Theranica’s machine learning model forecast next-day migraine with 91.2% precision. It was trained on app data from 53,065 users of the Nerivio wearable. The peer-reviewed results appear in Neurology Open Access.
Which signal did the work is the finding that matters. Prodromal symptoms, the aura, mood shifts and yawning that clinicians have tracked for decades, contributed roughly 11% of the model’s predictive power. The stronger input was the rolling average of a patient’s own headache severity across the preceding 30 days.

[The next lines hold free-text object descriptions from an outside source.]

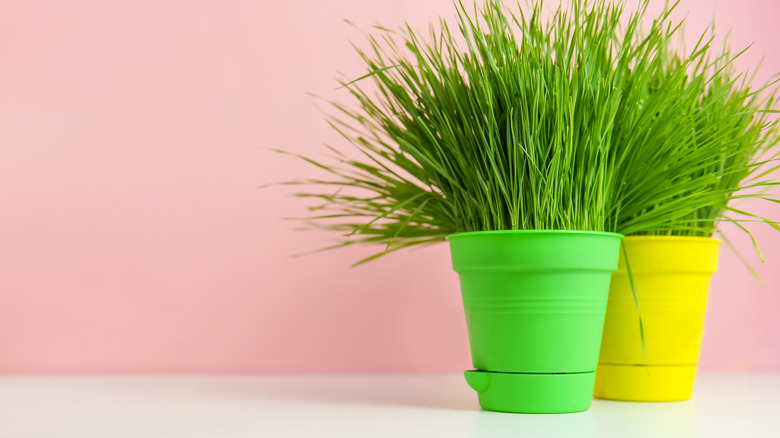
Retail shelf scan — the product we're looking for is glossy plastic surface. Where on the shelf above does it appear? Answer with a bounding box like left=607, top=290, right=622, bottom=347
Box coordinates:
left=449, top=231, right=622, bottom=412
left=595, top=236, right=720, bottom=401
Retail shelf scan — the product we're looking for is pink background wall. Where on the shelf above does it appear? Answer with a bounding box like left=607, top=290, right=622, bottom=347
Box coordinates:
left=0, top=0, right=780, bottom=372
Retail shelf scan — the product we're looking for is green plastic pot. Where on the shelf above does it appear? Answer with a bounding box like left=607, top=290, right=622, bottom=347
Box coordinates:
left=448, top=230, right=623, bottom=413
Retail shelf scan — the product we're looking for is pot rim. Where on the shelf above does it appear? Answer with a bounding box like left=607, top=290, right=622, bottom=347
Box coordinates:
left=625, top=236, right=723, bottom=245
left=446, top=229, right=626, bottom=240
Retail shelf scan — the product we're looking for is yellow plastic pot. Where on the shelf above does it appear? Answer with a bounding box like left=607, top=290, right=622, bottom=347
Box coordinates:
left=594, top=236, right=720, bottom=401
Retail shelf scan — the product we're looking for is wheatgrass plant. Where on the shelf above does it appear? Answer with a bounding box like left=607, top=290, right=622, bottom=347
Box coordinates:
left=282, top=0, right=776, bottom=261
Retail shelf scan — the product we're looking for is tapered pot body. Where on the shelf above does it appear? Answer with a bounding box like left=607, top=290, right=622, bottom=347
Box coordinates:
left=449, top=230, right=623, bottom=413
left=594, top=236, right=720, bottom=401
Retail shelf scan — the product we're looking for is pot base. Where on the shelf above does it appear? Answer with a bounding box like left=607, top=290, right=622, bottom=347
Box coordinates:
left=465, top=370, right=596, bottom=414
left=593, top=364, right=696, bottom=402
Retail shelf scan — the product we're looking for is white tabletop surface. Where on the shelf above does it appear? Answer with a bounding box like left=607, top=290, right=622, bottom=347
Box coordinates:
left=0, top=374, right=780, bottom=438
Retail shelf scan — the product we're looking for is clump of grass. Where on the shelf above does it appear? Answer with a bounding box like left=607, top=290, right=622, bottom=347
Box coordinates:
left=278, top=0, right=776, bottom=261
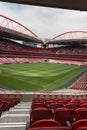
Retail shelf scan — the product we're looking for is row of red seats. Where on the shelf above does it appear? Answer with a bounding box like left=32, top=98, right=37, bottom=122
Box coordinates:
left=30, top=98, right=87, bottom=125
left=70, top=73, right=87, bottom=90
left=26, top=119, right=87, bottom=130
left=0, top=97, right=20, bottom=116
left=0, top=58, right=44, bottom=64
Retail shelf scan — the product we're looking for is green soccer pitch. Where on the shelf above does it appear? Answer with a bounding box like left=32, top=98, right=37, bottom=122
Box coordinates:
left=0, top=63, right=87, bottom=91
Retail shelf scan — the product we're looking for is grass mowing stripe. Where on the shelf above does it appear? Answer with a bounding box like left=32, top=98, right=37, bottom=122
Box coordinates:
left=0, top=63, right=86, bottom=91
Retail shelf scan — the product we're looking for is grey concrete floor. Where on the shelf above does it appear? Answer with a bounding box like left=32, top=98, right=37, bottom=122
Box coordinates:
left=0, top=102, right=31, bottom=130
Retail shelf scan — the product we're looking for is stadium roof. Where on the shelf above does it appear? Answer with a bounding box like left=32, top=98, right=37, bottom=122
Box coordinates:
left=0, top=14, right=42, bottom=43
left=0, top=0, right=87, bottom=11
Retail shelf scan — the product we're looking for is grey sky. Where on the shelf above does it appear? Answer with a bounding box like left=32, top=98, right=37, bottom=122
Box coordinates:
left=0, top=2, right=87, bottom=38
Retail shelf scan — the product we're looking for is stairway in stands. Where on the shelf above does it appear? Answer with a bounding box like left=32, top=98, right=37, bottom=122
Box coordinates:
left=0, top=102, right=31, bottom=130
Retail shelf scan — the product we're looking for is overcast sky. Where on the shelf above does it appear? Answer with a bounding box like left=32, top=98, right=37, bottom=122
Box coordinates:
left=0, top=2, right=87, bottom=38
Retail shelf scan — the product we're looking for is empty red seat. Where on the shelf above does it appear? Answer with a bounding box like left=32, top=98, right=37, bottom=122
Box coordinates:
left=31, top=107, right=52, bottom=122
left=75, top=108, right=87, bottom=120
left=28, top=126, right=70, bottom=130
left=54, top=108, right=75, bottom=125
left=31, top=119, right=61, bottom=128
left=72, top=119, right=87, bottom=130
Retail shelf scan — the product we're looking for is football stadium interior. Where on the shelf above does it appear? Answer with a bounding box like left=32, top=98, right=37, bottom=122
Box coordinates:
left=0, top=0, right=87, bottom=130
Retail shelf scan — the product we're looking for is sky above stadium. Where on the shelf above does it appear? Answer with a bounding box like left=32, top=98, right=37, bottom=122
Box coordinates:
left=0, top=2, right=87, bottom=38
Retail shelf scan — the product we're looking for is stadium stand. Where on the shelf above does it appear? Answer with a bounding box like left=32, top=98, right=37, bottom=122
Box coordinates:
left=70, top=73, right=87, bottom=90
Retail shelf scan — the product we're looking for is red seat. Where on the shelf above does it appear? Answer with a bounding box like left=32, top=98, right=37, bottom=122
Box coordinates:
left=76, top=126, right=87, bottom=130
left=31, top=119, right=61, bottom=128
left=72, top=119, right=87, bottom=130
left=75, top=108, right=87, bottom=120
left=31, top=107, right=52, bottom=122
left=28, top=126, right=70, bottom=130
left=54, top=108, right=74, bottom=125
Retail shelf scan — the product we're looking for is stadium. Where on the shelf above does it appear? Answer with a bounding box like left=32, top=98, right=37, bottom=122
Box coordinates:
left=0, top=0, right=87, bottom=130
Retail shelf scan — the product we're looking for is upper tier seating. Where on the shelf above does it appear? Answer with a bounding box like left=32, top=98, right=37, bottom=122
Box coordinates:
left=70, top=73, right=87, bottom=90
left=26, top=96, right=87, bottom=130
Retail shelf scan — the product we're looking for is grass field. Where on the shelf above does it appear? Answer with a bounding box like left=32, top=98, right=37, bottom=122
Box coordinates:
left=0, top=63, right=87, bottom=91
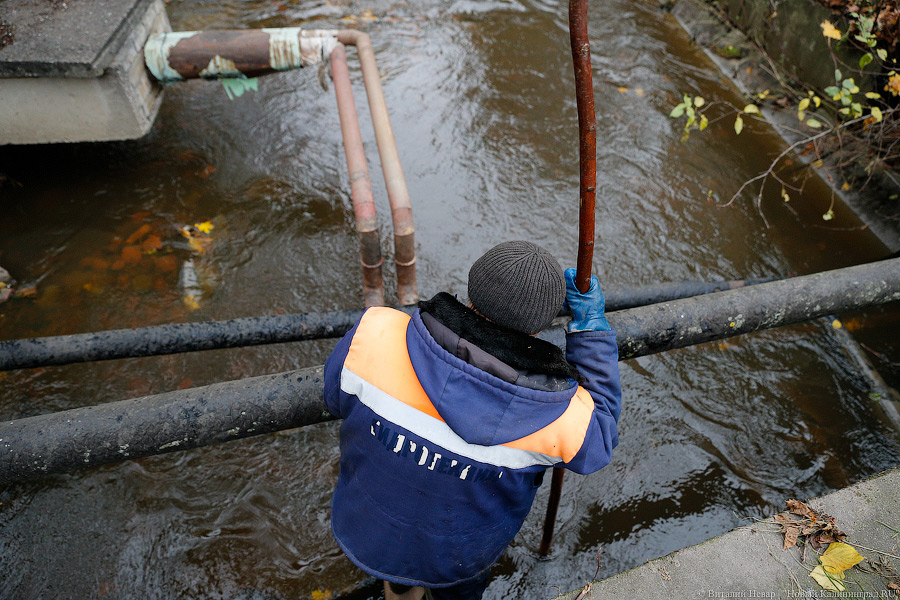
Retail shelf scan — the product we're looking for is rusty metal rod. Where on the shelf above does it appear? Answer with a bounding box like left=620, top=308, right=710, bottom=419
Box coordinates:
left=337, top=29, right=419, bottom=305
left=0, top=279, right=770, bottom=371
left=331, top=43, right=384, bottom=306
left=0, top=259, right=900, bottom=486
left=538, top=0, right=597, bottom=556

Chia-Chun Chiang, a headache specialist at the Mayo Clinic, said the largest dataset reported to date suggests the most informative signal sits outside the narrow pre-attack window. She called that a meaningful shift in how the field thinks about forecasting risk.
Nerivio is an FDA-cleared neuromodulation device worn on the upper arm. Its smartphone app delivers 45-minute electrical pulse treatments and separately collects symptom, timing, demographic and weather data. The Your Day Ahead feature turns that history into a next-day risk estimate so patients can plan around an attack.
The study reports an area under the curve of 0.893. Theranica sponsored the work, and the feature already ships in the app.
Two caveats belong beside the number. The output is a planning aid that neither diagnoses migraine nor changes prescribed treatment. And sponsor-funded validation on a company’s own user base is a different bar from an independent trial. Even so, it points to a useful pattern for chronic disease AI: the durable signal is often the patient’s own longitudinal record.